Is there a method or approach I can add to the POST request that will allow me to have access to the actual redirect URL string that appears in the web browser?
It should work in a browser if you are already logged in at Instagram. If you are not logged in you are redirected to a login page:
https://instagram.com/accounts/login/?force_classic_login=&next=/oauth/authorize/%3Fclient_id%3Dcb0096f08a3848e67355f%26redirect_uri%3Dhttps%3A//www.smashboarddashboard.com/whathappened%26response_type%3Dcode
Your Python client is not logged in and so it is also redirected to Instagram's login page as shown by the value of OAuth_AccessRequest.url :
>>> import requests
>>> OAuthURL = "https://api.instagram.com/oauth/authorize/?client_id=cb0096f08a3848e67355f&redirect_uri=https://www.smashboarddashboard.com/whathappened&response_type=code"
>>> OAuth_AccessRequest = requests.get(OAuthURL)
>>> OAuth_AccessRequest
<Response [200]>
>>> OAuth_AccessRequest.url
u'https://instagram.com/accounts/login/?force_classic_login=&next=/oauth/authorize/%3Fclient_id%3Dcb0096f08a3848e67355f%26redirect_uri%3Dhttps%3A//www.smashboarddashboard.com/whathappened%26response_type%3Dcode'
So, to get to the next step, your Python client needs to login. This requires that the client extract and set fields to be posted back to the same URL. It also requires cookies and that the Referer header be properly set. There is a hidden CSRF token that must be extracted from the page (you could use BeautifulSoup for example), and form fields username and password must be set. So you would do something like this:
import requests
from bs4 import BeautifulSoup
OAuthURL = "https://api.instagram.com/oauth/authorize/?client_id=cb0096f08a3848e67355f&redirect_uri=https://www.smashboarddashboard.com/whathappened&response_type=code"

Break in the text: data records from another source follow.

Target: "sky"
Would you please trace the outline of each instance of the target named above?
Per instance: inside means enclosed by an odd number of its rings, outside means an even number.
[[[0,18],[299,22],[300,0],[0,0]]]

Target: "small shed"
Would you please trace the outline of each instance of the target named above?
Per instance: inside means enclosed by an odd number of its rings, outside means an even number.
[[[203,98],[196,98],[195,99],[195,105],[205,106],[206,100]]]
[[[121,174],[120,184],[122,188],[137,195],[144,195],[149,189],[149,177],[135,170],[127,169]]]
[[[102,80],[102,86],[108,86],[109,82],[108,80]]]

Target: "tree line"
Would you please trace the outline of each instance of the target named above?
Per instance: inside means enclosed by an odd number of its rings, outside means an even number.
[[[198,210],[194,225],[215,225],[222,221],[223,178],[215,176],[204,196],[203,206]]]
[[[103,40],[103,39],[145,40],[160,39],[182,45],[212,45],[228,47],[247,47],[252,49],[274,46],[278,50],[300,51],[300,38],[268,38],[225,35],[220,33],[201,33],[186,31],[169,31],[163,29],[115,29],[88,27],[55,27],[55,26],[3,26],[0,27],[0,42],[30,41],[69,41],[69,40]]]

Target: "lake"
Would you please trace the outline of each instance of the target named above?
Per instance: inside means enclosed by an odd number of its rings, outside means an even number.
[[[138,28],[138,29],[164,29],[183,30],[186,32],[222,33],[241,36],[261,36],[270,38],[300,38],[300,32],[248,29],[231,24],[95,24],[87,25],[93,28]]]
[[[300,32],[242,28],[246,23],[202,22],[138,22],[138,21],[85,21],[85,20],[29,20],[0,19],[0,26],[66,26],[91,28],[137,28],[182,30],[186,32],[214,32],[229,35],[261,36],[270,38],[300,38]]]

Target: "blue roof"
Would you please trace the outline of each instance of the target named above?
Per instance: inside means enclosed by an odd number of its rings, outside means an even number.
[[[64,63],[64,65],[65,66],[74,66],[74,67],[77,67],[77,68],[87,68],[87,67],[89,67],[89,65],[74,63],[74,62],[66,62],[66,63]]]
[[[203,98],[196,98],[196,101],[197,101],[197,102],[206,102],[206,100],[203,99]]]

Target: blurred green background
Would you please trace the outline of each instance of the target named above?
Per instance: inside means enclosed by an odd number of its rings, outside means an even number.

session = requests.session() # use session to handle cookies
OAuth_AccessRequest = session.get(OAuthURL)
soup = BeautifulSoup(OAuth_AccessRequest.content)
form = soup.form
login_data = {form.input.attrs['name'] : form.input['value']}
login_data.update({'username': 'your username', 'password': 'your password'})
headers = {'Referer': OAuth_AccessRequest.url}
login_url = 'https://instagram.com{}'.format(form.attrs['action'])
r = session.post(login_url, data=login_data, headers=headers)
>>> r
<Response [400]>
>>> r.json()
{u'error_type': u'OAuthException', u'code': 400, u'error_message': u'Invalid Client ID'}
Which looks like it will work once provided a valid client ID.
As an alternative, you could look at mechanize which will handle the form submission for you, including the hidden CSRF field:
import mechanize
OAuthURL = "https://api.instagram.com/oauth/authorize/?client_id=cb0096f08a3848e67355f&redirect_uri=https://www.smashboarddashboard.com/whathappened&response_type=code"
br = mechanize.Browser()
br.open(OAuthURL)
br.select_form(nr=0)
br.form['username'] = 'your username'
br.form['password'] = 'your password'
r = br.submit()
response = r.read()
But this doesn't work because the referer header is not being set, however, you could use this method if you can figure out a solution to that.